Issue: I was asked to sign a recall ballot to recall two of the five directors in our condominium. The individual soliciting ballots told me that my signature would not effectuate their removal, but merely trigger a meeting at which the directors would have to answer tough questions from the membership. I am now being told that I signed a recall agreement and that my ballot was served on the condominium along with ballots signed by a majority of the other owners. I only wanted these directors to answer my questions, not be recalled from the Board. I have told the Board that I was tricked into signing the ballot. Can my vote be rescinded?

J.T., Naples

Answer: Without getting bogged down in the details of recall, your question highlights two issues.
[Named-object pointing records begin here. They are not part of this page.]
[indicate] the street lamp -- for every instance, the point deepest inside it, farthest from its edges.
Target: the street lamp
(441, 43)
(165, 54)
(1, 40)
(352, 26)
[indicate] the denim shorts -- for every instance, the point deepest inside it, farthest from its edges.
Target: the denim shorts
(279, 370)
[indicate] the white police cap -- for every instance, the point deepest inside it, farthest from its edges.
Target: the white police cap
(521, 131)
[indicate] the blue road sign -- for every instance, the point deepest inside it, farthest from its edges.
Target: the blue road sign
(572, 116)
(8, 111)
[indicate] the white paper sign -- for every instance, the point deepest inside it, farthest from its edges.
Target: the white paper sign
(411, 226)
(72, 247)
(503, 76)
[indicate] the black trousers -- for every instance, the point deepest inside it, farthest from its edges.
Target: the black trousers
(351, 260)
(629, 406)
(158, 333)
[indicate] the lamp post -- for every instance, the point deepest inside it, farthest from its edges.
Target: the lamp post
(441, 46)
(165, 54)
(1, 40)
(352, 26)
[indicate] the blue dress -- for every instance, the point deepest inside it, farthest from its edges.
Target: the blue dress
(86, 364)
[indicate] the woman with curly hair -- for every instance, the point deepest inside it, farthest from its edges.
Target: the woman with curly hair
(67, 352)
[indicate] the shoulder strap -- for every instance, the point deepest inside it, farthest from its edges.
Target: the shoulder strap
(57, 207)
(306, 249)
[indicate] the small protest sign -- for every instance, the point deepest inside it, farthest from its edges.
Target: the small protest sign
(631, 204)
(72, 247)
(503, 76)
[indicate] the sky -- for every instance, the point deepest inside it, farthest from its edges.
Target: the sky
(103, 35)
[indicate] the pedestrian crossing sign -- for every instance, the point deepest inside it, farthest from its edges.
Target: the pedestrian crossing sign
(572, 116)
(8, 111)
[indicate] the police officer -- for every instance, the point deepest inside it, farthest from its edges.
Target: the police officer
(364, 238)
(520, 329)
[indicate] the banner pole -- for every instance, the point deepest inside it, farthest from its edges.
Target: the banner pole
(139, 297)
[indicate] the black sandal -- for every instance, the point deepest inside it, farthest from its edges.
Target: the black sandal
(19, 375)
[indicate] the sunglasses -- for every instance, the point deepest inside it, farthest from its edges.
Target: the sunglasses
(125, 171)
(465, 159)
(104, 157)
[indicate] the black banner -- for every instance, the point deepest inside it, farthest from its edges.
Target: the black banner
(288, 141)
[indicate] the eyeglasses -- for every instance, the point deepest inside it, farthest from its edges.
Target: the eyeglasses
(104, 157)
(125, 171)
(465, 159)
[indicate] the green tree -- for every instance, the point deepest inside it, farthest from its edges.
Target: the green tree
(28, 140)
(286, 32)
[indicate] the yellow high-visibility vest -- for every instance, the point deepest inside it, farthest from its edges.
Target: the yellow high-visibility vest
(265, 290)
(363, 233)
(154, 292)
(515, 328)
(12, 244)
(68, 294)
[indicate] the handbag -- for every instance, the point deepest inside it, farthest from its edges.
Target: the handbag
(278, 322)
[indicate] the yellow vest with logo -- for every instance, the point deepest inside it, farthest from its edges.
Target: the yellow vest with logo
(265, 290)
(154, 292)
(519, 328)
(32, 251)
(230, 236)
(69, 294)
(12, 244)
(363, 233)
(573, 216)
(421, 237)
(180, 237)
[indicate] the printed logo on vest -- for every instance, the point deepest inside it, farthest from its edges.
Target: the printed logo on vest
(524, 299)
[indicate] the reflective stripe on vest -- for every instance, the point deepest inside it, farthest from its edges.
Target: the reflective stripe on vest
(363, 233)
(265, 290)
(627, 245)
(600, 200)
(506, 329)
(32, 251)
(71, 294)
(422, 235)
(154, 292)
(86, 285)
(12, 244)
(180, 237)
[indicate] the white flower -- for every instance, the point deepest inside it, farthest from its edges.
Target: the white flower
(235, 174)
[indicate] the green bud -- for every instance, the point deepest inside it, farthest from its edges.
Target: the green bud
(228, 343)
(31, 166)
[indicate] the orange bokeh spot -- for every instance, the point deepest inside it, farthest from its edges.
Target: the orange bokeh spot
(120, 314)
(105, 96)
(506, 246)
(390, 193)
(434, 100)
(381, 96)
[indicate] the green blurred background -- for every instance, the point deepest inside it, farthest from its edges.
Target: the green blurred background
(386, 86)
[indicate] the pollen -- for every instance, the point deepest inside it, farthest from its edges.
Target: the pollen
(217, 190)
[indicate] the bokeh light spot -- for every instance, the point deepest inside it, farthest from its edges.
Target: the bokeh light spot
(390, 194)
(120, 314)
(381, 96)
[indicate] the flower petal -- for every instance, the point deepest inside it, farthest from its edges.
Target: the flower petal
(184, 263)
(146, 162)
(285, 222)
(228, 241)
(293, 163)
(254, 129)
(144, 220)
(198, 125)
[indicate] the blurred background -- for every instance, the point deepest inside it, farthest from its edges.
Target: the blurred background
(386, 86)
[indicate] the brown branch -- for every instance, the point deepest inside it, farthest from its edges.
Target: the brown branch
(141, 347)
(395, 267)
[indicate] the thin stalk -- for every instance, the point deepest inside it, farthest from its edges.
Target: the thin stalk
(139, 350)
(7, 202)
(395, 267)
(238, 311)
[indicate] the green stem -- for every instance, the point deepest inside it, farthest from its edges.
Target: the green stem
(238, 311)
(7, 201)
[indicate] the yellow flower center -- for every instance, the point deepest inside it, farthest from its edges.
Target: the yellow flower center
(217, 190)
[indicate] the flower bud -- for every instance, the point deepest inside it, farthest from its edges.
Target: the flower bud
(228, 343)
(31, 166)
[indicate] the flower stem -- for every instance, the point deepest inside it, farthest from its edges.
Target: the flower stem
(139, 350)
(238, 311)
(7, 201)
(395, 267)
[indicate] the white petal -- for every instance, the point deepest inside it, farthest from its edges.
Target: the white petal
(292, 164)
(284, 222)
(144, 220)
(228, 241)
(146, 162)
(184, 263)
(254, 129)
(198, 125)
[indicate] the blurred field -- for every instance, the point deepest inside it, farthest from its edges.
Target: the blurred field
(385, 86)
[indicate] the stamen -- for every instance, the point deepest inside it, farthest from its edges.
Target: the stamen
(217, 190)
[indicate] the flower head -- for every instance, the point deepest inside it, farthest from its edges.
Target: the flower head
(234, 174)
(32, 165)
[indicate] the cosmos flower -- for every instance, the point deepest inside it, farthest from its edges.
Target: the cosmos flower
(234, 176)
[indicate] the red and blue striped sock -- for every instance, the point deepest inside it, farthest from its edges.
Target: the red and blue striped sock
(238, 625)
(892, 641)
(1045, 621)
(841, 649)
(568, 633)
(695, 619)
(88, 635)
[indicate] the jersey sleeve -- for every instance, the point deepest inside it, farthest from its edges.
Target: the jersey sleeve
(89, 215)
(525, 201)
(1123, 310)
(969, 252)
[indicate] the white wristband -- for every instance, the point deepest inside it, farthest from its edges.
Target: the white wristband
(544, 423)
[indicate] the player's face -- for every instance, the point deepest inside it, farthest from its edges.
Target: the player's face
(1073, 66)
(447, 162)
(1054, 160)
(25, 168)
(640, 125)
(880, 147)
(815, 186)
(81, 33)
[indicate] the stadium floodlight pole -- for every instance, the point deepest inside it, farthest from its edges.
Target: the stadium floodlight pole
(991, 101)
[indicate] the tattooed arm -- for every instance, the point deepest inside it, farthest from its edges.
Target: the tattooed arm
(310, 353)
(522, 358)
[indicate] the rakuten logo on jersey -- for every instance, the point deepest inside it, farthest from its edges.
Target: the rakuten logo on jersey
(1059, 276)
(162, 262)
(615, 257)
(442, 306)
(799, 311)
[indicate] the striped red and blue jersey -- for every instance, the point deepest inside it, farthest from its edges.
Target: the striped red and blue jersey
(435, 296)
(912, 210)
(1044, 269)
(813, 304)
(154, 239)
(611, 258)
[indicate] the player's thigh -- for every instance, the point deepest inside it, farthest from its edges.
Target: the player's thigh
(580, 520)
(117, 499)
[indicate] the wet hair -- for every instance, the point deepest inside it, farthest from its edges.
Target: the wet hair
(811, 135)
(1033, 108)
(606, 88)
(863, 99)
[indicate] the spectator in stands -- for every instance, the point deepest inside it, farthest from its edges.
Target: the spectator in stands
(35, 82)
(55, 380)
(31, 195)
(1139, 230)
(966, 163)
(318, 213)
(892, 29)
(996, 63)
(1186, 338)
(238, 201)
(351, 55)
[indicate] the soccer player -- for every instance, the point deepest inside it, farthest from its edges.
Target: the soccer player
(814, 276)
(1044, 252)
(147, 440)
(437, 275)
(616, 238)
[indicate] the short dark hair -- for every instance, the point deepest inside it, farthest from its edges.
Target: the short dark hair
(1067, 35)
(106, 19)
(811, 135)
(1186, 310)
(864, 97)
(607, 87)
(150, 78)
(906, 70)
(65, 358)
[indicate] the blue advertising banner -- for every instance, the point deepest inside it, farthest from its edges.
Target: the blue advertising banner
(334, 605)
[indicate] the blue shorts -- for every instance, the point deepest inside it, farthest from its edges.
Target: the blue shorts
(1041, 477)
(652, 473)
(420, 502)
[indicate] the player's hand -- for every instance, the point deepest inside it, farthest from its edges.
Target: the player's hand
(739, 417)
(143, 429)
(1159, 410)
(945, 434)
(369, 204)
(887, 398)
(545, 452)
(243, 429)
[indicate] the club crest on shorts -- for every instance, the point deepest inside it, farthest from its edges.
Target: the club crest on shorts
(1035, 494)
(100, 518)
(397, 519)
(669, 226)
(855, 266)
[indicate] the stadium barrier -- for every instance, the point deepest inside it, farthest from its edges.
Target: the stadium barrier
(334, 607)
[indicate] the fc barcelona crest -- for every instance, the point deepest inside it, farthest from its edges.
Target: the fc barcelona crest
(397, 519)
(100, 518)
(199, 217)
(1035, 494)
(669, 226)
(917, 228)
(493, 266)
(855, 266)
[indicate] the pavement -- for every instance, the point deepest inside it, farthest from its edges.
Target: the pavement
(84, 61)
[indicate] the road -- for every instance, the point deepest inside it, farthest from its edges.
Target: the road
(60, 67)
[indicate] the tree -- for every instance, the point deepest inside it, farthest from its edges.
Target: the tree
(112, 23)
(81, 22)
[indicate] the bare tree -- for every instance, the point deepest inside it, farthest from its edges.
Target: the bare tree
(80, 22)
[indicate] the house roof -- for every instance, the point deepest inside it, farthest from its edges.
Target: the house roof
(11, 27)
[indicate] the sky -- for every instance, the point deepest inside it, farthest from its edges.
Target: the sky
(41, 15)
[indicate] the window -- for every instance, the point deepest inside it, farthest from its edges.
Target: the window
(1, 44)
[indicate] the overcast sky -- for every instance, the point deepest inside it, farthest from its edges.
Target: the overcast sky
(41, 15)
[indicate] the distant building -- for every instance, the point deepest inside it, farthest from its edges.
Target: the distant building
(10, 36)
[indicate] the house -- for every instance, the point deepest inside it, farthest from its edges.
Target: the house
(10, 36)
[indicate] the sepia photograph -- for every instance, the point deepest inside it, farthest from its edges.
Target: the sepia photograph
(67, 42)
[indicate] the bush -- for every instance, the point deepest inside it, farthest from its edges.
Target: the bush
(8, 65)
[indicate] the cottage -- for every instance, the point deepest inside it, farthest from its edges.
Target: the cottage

The first is whether you can rescind your vote. Unfortunately, Florida law provides that you must deliver your rescission to the Board prior to service on the Board. Specifically, the Florida Administrative Code provides “any rescission or revocation of a unit owner’s written recall ballot or agreement must be done in writing and must be delivered to the board prior to the board being served the written recall agreement.” Thus, if the ballot has already been served, your rescission is not effective despite your intentions.

The second is whether the recall is valid despite the misrepresentations made to you. Florida arbitration cases state that owners are presumed to have knowledge of the contents of what they sign and should seek clarification or refuse to sign if the owner is unsure of its contents. The unfortunate reality is that your signature will likely be counted despite any misleading statements soliciting your signature.